Sniffler, resting on Mary’s feet, had gone fast asleep.

“You make moral decisions,” said Lansing, angrily. “You’re great decision makers. And with such certainty. Tell me, just who the hell are you? The last survivors of the humans who lived upon this world?”

“No, we’re not,” said A. “We can’t even claim that we are human. Our home is on a planet on the far side of the galaxy.”

“Then why are you here?”

“I don’t know if we can tell you so you’ll understand. There’s no word in your language that adequately expresses what we are. For the want of a better term, you might think of us as social workers.”

“Social workers!” said Lansing. “For the love of Christ! It has come to this. The human race has need of social workers. We’ve sunk so low in the galactic ghetto that we need social workers!”

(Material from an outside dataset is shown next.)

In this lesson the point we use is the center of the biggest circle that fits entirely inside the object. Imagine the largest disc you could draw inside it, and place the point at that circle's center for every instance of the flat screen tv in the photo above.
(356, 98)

“I told you,” said A, “that the term was not precise. But consider this: Within the galaxy there are few intelligences that have the potential promise of you humans. Yet, unless something can be done about it, you are headed for extinction—all of you. Even so great a civilization as once existed on this alternate world went down to nothing. Folly brought it down—economic folly, political folly. You, Lansing, must know that if someone presses a button, your world is gone as well. You, Miss Owen, lived on a world that is heading for a great disaster. Someday soon the empires will fall and from the wreckage it will take thousands of years for a new civilization to arise, if it ever does. Even if it does, it may be a worse civilization than the one you know. On all the alternate worlds, disasters loom in one guise or another. The human race got off to a bad start and has not improved. It was doomed from the first beginning. The solution, as we see it, is to recruit a cadre of selected humans from all the many worlds, using them to give the race a new beginning and a second chance.”